Когда клиент с молодой женой уселся в свой огромный черный джип и отчалил в гостиницу «Россия», Лидия Павловна достала из сумочки сотовый. Надо было сделать пару звонков. Первый — продавцу. Трубку долго не брали, и Лидия уже начала волноваться. Она знала, что у старика бессонница и ему можно звонить допоздна. Телевизор, что ли, смотрит? Наконец, старик ответил:
— Алле. Кто это? Алле.
— Добрый вечер Федор Самсонович. Как ваше драгоценное здоровье?
— Здоров, хвала ангелу-хранителю. Лидуша, ты?
— Я, кто же еще. Федор Самсонович, я к вам на днях покупателя привезу.
Старик сразу оживился.
— Славно, Лидуша, славно. А то я уже соскучился. Квартирку-то подготовить?
— Да не стоит суетиться. Пусть все остается как есть. Главное, себя подготовьте. До встречи, Федор Самсонович.
— До встречи, драгоценная ты моя.
«Да уж, драгоценная!» — покачала она головой и набрала второй номер, заветный.

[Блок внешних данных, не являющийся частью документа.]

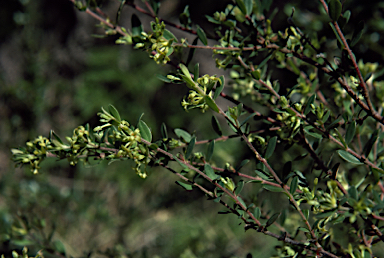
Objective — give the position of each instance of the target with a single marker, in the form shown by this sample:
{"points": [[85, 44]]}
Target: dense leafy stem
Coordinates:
{"points": [[330, 110]]}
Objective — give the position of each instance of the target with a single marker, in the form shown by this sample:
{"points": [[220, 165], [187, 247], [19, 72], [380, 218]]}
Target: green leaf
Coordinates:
{"points": [[185, 167], [164, 132], [242, 164], [54, 135], [308, 107], [351, 129], [192, 51], [369, 145], [272, 219], [357, 33], [272, 188], [113, 111], [137, 28], [196, 72], [169, 35], [264, 61], [352, 191], [209, 172], [248, 6], [242, 202], [257, 213], [239, 187], [341, 138], [183, 134], [185, 71], [220, 88], [349, 157], [163, 78], [334, 9], [211, 103], [211, 147], [334, 124], [271, 147], [216, 126], [287, 168], [186, 186], [294, 183], [145, 131], [201, 35], [122, 3], [241, 5], [190, 147], [256, 74]]}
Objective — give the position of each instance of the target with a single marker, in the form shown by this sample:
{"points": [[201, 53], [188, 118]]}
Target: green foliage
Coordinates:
{"points": [[313, 172]]}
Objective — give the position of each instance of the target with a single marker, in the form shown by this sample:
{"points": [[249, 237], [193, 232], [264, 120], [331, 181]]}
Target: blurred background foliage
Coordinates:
{"points": [[55, 74]]}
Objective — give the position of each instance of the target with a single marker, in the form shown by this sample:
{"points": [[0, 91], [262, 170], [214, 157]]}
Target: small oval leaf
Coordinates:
{"points": [[257, 213], [209, 172], [272, 219], [211, 147], [271, 147], [294, 183], [186, 186], [202, 36], [190, 147], [211, 104], [145, 131], [239, 187], [351, 129], [183, 134], [216, 126], [164, 132], [348, 157], [113, 111]]}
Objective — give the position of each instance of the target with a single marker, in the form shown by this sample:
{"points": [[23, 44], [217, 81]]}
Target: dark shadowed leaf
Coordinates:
{"points": [[241, 5], [271, 147], [113, 111], [242, 164], [248, 6], [211, 103], [272, 219], [352, 191], [209, 172], [196, 72], [183, 134], [163, 78], [211, 147], [164, 132], [190, 147], [368, 146], [145, 131], [294, 184], [216, 126], [257, 213], [308, 104], [192, 51], [348, 157], [137, 28], [239, 187], [202, 36], [351, 129], [272, 188], [186, 186]]}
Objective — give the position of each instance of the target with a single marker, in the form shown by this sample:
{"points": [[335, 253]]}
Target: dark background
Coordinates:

— Юра, привет. Не разбудила?
— Смеешься? Со службы только пришел.
— Я без дела не звоню. Есть клиент на «кутузовскую». Работаем по старой схеме.
— Я понял, — сказал он сдержанно. — Всех предупрежу. Кто он?
Лидия с усмешкой вспомнила клиента в канареечном пиджаке:
— Провинциал, по виду бандит. Много понтов, мало мозгов. Со своим адвокатом. Жена — певичка из тамошнего кабака.
— Красивая?
— Бабник ты, Юра, — ласково сказала она. — Женщины тебя и погубят.
Он рассмеялся:
— Ты-то не погубила. Напротив, озолотила.
— Я не женщина, я риэлтор.
— А жаль. Ладно, на связи.
И он дал отбой.
«С этим тоже надо что-то делать, — невольно вздохнула она. — С его любвеобильностью».
Это была ее «крыша», и Лидия ею особенно дорожила. Она посмотрела на часы и подумала, что племянница, должно быть, уже спит. Проблем накопилось много, и все их надо было решать. Но Бестужева привыкла к такому графику. Это Москва, не Грачи. Здесь постоянно надо быть в тонусе, потому что никогда не знаешь, где потеряешь, а где найдешь. Терять не хочется, а найти желательно клад, да чтобы золото в нем никогда не кончалось. Этакий бездонный сундук, который открывается по первому твоему требованию и где лежат виллы, яхты, приглашения на гламурные пати, ювелирные украшения от Тиффани и Картье, хорошо бы, и вечная молодость там лежала, но это вопрос больше к пластическим хирургам. Который Лидия еще не задавала. А пора.
Она опять со вздохом вспомнила племянницу. Теперь уже зависти. Глупышка. Ей двадцать лет, и она не знает цену ни этому, ни чему-либо вообще. Так и разбазарит свое сокровище, а самое ценное вручит какому-нибудь подлецу, и будет потом лить слезы, как сестра Марья. Хотя нет. Марья не плачет. Она несгибаемая. Молча ждет своего часа.